A combination of The Princess Bride’s post-modernism with the melancholy of the Moomin books. When trying to come up with a way to describe it, the best I could do was “it leaves you feeling a certain way”, and I’m not sure I can think of a way to re-phrase that.
Decades later, after shaking off a controlling and abusive manager and having a career renaissance Beagle released the direct sequel The Way Home, catching up with the main characters years later; and then the more loosely-related In Calabria, where the unicorn appears in our world and has to deal with the onslaught of media attention.
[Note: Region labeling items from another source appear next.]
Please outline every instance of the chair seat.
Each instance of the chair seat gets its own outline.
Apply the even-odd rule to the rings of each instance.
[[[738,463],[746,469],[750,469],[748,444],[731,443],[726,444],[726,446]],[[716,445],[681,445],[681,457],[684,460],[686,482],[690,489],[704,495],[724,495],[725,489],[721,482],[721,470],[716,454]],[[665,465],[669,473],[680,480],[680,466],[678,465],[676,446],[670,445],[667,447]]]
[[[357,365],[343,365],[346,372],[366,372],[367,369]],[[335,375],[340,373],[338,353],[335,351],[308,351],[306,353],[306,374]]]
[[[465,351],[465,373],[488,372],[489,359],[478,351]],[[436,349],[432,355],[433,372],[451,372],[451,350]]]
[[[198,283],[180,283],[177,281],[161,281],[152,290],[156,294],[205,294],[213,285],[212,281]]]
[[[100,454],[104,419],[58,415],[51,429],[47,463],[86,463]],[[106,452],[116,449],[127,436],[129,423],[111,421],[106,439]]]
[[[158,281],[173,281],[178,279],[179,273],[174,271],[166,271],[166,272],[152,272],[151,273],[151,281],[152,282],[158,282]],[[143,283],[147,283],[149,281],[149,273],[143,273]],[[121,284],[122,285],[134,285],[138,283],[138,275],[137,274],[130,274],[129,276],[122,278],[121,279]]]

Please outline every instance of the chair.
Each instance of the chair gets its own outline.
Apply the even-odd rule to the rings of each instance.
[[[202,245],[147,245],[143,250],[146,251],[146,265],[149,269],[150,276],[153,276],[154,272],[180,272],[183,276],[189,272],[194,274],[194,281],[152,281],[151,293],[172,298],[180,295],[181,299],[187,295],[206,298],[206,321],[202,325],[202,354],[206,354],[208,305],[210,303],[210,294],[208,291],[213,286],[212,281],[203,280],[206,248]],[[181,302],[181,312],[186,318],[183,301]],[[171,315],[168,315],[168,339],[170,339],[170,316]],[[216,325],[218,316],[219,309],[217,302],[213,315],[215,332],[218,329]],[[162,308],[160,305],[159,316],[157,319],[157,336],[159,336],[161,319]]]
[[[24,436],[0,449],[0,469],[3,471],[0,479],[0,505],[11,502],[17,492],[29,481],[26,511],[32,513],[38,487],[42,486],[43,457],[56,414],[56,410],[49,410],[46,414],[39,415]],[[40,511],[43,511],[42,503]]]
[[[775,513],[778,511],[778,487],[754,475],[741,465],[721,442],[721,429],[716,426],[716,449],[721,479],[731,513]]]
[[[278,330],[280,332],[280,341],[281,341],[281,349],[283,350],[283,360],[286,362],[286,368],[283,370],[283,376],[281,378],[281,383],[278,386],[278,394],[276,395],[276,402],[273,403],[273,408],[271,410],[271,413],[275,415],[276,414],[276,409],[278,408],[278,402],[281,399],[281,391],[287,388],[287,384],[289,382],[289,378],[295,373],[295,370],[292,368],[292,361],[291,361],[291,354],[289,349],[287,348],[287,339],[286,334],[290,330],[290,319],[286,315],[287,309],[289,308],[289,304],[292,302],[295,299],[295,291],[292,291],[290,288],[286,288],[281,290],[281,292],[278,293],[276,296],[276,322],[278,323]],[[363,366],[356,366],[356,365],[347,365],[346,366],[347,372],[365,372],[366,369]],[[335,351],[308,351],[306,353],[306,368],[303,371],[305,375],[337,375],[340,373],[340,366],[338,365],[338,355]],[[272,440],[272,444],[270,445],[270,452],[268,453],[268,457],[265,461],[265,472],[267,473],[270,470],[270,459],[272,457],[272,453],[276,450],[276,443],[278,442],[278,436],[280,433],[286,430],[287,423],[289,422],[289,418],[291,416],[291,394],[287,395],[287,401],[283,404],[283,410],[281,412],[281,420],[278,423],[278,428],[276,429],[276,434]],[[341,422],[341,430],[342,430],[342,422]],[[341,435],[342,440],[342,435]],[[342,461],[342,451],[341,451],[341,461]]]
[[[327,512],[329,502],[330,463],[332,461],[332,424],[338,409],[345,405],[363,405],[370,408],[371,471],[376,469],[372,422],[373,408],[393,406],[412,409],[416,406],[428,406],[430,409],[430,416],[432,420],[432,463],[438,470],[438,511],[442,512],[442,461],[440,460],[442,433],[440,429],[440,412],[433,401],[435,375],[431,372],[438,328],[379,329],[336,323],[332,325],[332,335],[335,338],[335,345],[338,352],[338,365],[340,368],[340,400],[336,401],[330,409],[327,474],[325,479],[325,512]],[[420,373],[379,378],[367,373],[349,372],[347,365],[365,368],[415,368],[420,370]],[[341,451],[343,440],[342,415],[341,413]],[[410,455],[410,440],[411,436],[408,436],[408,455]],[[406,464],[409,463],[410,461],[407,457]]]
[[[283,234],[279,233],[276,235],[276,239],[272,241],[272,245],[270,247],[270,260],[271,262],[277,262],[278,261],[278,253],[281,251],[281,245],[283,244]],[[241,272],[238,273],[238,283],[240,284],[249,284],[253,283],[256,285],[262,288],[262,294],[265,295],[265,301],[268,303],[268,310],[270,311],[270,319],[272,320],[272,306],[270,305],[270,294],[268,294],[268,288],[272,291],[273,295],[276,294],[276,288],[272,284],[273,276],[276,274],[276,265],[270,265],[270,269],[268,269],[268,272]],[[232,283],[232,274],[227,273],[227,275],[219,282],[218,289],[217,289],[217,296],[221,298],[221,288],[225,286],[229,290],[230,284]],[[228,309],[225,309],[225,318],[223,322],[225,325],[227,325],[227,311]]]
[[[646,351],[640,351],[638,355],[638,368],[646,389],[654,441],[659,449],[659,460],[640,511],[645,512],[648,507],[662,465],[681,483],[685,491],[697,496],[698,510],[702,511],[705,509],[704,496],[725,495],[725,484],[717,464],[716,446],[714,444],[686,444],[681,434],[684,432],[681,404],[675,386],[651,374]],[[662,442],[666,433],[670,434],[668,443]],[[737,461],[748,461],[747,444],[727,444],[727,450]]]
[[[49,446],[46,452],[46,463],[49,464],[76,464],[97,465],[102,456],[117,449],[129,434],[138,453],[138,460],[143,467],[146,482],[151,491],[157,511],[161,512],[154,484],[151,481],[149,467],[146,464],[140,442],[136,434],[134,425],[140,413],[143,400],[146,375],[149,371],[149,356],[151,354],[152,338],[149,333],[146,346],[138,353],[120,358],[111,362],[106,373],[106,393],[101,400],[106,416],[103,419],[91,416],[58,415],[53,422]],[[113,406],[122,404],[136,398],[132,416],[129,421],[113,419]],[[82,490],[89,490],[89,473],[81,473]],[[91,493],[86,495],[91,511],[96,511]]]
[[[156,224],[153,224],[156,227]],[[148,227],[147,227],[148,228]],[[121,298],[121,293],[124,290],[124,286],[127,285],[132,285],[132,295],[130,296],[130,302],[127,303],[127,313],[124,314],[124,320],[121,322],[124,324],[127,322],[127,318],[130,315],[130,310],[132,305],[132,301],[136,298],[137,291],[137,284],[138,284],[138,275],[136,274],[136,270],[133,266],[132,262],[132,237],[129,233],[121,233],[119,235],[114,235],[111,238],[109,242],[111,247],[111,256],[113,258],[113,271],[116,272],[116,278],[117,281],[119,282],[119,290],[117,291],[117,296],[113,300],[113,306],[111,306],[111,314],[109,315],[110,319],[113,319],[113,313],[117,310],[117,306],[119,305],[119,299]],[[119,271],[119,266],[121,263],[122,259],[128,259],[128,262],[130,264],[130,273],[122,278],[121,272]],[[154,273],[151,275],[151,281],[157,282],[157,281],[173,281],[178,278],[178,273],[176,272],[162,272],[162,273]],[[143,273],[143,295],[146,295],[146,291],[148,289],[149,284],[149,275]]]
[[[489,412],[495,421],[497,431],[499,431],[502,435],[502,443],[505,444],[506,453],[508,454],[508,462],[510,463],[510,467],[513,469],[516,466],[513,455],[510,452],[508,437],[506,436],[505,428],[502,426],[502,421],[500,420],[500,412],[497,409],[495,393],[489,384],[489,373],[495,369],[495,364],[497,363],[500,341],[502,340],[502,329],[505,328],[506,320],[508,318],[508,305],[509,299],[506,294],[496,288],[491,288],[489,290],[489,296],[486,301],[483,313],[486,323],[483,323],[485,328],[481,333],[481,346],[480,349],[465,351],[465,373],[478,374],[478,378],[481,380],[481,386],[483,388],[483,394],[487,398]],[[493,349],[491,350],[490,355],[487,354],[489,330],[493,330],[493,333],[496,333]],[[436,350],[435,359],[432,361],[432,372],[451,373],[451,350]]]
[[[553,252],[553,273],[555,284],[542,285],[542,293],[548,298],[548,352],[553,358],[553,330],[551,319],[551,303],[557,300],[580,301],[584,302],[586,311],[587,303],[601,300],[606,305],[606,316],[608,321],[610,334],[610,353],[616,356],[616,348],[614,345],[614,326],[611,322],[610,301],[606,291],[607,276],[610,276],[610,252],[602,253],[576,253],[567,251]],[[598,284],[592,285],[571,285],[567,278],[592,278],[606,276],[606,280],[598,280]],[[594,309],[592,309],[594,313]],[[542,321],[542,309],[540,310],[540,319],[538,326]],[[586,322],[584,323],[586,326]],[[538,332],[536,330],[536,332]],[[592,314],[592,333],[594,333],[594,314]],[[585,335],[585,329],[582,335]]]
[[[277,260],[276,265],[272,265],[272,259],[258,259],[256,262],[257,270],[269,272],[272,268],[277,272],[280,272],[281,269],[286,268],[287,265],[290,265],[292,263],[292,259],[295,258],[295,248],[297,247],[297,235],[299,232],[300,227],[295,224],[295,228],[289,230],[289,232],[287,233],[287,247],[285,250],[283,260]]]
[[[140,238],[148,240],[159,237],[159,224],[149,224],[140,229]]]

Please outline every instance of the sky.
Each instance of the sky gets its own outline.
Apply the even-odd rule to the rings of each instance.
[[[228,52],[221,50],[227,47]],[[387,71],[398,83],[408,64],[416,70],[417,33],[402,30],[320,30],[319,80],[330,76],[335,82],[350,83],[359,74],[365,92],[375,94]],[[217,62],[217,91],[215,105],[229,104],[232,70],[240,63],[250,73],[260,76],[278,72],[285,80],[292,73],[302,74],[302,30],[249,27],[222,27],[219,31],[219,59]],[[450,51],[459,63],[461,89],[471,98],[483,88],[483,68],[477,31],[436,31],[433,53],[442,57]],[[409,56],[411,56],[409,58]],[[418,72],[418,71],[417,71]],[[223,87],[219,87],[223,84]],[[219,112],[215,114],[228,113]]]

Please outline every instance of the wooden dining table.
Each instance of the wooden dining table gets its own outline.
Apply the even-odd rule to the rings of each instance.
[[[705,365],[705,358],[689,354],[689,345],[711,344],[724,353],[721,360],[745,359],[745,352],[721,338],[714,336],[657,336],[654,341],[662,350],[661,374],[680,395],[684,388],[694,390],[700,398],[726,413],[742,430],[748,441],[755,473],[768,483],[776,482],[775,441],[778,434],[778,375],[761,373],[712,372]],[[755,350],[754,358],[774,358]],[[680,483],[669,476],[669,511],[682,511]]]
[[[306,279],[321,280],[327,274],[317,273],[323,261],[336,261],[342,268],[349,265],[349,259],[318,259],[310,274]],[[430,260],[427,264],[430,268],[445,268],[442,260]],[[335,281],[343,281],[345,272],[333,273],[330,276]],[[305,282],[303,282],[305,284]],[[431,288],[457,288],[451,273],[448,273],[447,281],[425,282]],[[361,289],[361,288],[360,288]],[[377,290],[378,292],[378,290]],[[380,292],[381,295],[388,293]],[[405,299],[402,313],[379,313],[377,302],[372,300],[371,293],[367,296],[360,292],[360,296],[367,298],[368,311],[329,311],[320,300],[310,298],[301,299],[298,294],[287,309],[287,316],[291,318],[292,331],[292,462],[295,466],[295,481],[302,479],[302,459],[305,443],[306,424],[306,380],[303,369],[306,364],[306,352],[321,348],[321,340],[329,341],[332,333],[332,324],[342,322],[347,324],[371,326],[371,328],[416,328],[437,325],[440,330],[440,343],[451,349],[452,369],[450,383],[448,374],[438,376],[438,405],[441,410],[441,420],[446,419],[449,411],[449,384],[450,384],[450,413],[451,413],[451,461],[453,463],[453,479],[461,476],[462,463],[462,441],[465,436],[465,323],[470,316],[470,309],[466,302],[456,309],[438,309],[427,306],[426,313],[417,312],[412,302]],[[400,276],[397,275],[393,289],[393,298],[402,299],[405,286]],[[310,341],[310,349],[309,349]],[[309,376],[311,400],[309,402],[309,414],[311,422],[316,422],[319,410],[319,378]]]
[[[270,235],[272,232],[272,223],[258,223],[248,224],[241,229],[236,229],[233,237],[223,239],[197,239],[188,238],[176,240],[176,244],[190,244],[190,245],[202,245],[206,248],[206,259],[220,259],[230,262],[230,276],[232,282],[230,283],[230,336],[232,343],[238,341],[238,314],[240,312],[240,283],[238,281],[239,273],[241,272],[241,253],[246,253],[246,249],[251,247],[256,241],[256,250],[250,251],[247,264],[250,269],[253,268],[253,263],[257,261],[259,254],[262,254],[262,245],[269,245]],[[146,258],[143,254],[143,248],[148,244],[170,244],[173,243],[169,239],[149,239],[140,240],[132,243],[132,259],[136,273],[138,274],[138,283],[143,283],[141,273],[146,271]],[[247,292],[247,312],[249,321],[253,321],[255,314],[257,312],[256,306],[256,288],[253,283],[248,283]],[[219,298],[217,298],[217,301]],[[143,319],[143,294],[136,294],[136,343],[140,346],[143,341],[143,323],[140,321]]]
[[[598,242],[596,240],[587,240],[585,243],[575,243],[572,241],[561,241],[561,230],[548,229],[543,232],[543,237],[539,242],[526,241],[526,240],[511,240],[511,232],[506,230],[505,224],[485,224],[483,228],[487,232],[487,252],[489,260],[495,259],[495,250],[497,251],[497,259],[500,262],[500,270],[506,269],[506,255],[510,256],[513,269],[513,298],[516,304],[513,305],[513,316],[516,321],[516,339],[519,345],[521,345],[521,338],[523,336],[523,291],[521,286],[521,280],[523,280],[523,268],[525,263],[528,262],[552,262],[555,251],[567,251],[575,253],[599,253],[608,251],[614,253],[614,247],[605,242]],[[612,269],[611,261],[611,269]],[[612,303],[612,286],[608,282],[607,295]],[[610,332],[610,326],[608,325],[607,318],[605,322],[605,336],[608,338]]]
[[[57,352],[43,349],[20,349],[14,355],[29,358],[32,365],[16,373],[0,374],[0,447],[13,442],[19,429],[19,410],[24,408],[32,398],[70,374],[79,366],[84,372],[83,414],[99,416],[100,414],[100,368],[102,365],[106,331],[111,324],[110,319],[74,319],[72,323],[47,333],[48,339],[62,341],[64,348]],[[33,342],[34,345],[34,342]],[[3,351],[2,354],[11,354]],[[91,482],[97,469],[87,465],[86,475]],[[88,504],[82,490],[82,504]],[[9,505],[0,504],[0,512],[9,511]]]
The vibe of the film version is similar to Disney’s The Black Cauldron, released around the same time. Both are 80s animated films that seem more like they’re from the 70s, with a medieval folklore setting, slightly scratchy Xeroxed line art, and a darker and more melancholy tone, which were commercial flops in the cinema (and both source books feature princes called Lír/Llyr). The Black Cauldron however is a so-so adaptation of Lloyd Alexander’s excellent books, with much meddling from Disney. The film of The Last Unicorn is much the same as the book, aside from shearing off some subplots with townspeople, because Beagle wrote the screenplay (along with that of the cartoon of Return of the King). It also manages to add some aspects only possible in a visual medium, such as the medieval tapestry design of the introductory credits.
Aside from its dark tone, and all-star cast, the film is also known for its catchy, but somewhat cheesy folk-prog soundtrack written by Jimmy Webb of Wichita Lineman fame, and performed by folk duo America. In particular its dramatic theme tune with the chorus “I am aliiiiiiiiiive”. In May 2023 I was in a Spar supermarket in Graz, browsing the snacks, when the theme tune unexpectedly came on the in-store radio. I have a video I took just standing laughing like an idiot in front of a a shelf of Haribo with The Last Unicorn theme tune playing over the tannoy just because I couldn’t quite believe it was happening.
When I left the supermarket and walked back to the hotel, along the way there was a new bookshop on the square, which hadn’t been there on my previous visits to Graz. Unlike the average extremely disappointing Austrian bookshop, it had an excellent selection. In the window was a handsome German hardback edition of The Last Unicorn book. Fate was telling me to buy it. I told the owner of the shop that I was just in Spar, and they were playing the theme tune, but she had no idea it was a film. She had just ordered it for the shop because it looked like a cool book. I ended up with a matching hardback volume of The Way Home in German as well.